I have a set $S$ of sequences of zeros and ones (the sequence length is $2^n-1$). I need to know if there is a condition on the number of elements of $S$ which will imply the existence of two sequences in $S$ having an intersection of at least $k$ elements. (They have the same entries in at least $k$ positions.)
(Basically, I would like to know how large $|S|$ should be to make sure that at least two sequences are identical in $k$ positions.)
Thanks a lot in advance,
Let me reformulate, what we want is equivalent as the maximal size of subset of $\mathbb{F}_2^n$ on which each pair of elements have at most $k-1$ same digits.

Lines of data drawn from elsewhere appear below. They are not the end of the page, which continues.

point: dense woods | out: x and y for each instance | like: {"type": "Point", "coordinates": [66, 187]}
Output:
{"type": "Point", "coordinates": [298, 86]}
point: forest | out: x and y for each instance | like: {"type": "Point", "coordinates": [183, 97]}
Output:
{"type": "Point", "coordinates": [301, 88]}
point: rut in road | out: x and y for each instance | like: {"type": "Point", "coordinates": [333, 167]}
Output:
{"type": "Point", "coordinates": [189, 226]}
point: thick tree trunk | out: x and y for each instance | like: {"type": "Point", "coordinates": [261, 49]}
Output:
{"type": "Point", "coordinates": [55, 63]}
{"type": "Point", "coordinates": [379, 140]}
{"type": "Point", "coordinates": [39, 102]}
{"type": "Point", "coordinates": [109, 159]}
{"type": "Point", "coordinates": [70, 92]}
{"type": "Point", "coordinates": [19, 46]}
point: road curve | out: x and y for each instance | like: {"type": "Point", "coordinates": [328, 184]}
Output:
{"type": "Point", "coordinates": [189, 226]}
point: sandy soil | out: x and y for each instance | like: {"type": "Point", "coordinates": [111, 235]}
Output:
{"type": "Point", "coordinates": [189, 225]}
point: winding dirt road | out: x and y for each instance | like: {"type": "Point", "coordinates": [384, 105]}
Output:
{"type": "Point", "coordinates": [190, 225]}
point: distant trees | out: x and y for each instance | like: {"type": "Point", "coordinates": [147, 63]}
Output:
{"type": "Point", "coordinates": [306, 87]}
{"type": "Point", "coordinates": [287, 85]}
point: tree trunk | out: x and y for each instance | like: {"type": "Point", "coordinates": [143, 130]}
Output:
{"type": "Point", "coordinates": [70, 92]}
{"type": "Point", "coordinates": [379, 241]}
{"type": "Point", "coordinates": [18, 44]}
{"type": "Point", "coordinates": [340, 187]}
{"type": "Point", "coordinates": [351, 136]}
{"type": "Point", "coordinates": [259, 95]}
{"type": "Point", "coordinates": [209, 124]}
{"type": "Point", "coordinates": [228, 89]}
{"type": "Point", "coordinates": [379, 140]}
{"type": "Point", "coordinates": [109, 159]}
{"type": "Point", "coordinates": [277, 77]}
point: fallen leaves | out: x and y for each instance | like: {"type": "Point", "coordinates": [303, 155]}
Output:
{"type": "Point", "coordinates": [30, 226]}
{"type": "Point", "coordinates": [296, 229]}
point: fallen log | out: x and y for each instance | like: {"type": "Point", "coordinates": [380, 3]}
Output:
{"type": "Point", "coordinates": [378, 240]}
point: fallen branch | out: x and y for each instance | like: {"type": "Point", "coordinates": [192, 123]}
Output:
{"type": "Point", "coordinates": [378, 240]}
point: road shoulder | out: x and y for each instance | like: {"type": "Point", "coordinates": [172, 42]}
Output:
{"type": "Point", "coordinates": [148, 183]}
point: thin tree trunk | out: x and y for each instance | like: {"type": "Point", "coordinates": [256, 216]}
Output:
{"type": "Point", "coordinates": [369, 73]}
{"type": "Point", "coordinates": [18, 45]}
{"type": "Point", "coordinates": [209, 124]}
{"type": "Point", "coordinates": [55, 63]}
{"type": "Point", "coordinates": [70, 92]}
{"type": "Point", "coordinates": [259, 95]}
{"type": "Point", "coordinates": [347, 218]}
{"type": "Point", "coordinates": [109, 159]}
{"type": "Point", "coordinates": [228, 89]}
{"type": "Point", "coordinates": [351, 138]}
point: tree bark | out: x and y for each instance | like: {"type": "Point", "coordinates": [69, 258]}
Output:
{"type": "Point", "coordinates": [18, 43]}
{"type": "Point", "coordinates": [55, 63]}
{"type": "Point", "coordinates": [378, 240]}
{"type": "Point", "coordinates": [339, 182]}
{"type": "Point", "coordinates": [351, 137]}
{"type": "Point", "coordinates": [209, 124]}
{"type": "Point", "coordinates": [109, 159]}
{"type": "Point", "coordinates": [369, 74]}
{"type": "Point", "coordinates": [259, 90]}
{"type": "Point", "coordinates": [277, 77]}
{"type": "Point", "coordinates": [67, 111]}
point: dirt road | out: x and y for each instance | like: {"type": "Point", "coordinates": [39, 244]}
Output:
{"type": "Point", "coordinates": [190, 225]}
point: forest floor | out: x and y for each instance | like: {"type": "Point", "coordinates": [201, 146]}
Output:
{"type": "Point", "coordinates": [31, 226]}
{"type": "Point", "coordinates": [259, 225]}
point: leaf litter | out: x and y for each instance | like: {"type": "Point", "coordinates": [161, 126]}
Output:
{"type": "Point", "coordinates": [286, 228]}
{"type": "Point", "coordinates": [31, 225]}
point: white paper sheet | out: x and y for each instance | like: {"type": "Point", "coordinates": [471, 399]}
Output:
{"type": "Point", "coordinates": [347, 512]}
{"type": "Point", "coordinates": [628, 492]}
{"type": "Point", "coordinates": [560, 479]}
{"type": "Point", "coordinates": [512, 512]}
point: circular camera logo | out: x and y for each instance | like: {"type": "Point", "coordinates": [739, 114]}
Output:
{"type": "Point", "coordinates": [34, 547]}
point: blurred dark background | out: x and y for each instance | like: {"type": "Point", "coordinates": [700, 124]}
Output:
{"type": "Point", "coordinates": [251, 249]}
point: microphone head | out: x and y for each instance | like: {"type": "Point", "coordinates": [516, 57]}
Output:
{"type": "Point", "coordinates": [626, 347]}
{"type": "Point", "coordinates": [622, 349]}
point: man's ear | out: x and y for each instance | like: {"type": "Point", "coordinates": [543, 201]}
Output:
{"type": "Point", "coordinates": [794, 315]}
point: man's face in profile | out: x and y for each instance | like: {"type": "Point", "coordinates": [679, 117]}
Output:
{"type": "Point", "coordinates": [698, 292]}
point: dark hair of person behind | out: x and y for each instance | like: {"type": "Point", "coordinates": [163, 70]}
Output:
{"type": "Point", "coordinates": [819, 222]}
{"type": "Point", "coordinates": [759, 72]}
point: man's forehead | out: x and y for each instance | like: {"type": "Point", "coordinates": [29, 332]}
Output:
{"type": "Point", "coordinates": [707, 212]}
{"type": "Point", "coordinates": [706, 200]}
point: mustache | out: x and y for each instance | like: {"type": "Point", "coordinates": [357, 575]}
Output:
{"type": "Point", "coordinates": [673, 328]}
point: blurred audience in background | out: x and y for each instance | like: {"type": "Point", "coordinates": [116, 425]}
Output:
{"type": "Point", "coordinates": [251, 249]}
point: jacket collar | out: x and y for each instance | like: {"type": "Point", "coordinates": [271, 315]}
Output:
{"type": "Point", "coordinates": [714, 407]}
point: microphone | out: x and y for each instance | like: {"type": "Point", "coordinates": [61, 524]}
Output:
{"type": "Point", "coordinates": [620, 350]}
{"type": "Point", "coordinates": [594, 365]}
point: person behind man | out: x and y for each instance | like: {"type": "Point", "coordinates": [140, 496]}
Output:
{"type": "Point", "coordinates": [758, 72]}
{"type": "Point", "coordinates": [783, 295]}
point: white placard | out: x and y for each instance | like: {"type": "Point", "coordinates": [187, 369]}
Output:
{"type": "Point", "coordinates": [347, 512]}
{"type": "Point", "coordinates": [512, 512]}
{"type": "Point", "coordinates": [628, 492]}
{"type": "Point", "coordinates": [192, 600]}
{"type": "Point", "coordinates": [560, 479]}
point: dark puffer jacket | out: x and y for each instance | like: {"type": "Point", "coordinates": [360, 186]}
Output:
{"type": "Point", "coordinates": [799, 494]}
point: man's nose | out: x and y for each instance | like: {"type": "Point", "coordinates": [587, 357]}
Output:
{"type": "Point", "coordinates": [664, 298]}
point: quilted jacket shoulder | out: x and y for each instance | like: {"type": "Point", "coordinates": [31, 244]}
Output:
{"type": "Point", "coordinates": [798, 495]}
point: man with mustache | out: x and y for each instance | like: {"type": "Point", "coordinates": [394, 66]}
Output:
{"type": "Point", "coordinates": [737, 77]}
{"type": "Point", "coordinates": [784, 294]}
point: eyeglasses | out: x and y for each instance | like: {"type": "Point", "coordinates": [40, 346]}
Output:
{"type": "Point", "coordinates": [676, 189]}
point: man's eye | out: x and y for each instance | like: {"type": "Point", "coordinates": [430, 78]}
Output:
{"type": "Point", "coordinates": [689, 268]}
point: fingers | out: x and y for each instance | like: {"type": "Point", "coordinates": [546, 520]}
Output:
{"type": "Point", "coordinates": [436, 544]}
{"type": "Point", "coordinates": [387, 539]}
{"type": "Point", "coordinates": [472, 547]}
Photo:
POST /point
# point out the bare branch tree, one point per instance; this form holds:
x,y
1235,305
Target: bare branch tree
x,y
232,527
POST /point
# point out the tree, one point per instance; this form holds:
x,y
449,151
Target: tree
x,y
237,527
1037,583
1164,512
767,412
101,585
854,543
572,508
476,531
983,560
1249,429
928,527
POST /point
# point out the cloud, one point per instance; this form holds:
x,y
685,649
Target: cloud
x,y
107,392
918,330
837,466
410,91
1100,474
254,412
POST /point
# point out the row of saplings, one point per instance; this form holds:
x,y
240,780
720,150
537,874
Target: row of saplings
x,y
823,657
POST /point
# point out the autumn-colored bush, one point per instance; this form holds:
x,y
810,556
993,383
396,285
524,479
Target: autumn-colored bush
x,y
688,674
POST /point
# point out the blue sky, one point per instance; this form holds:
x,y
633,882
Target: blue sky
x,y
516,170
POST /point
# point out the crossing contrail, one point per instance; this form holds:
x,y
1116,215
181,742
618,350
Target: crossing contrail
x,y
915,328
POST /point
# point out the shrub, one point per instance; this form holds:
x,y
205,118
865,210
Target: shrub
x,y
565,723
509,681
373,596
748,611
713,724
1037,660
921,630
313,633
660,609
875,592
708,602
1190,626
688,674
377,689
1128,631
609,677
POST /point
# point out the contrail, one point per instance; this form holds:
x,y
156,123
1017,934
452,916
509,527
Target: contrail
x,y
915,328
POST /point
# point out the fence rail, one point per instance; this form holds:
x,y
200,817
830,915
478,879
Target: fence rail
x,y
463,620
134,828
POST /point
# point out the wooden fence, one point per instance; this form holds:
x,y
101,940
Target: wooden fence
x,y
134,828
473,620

I think youem is right in the case $n \geqslant 3(k-1)$, if you have at least 3 elements in $S = \{u,v,w, \dots \}$, there are $n-k+1$ different integers $i $ such that $u_i \neq v_i$. Necessarily we have for those $i$'s $w_i \in \{ u_i, v_i\} = \mathbb{F}_2$. Let us say that we have $r<k$ indexes on which $w$ takes the values of $u$ and $s<k$ on which it takes the value of $v$. We have $r + s = n-k+1 \leqslant 2k-2$ so $n \leqslant 3(k-1)$. So in this particular case we have $|S| > 2$ as a condition, maybe it is a hint: the condition may involve the binomial coefficient $\binom{3k -4}{n}$.
If you check some references about correcting codes, you might find what you want (hamming distance with distance k or k-1).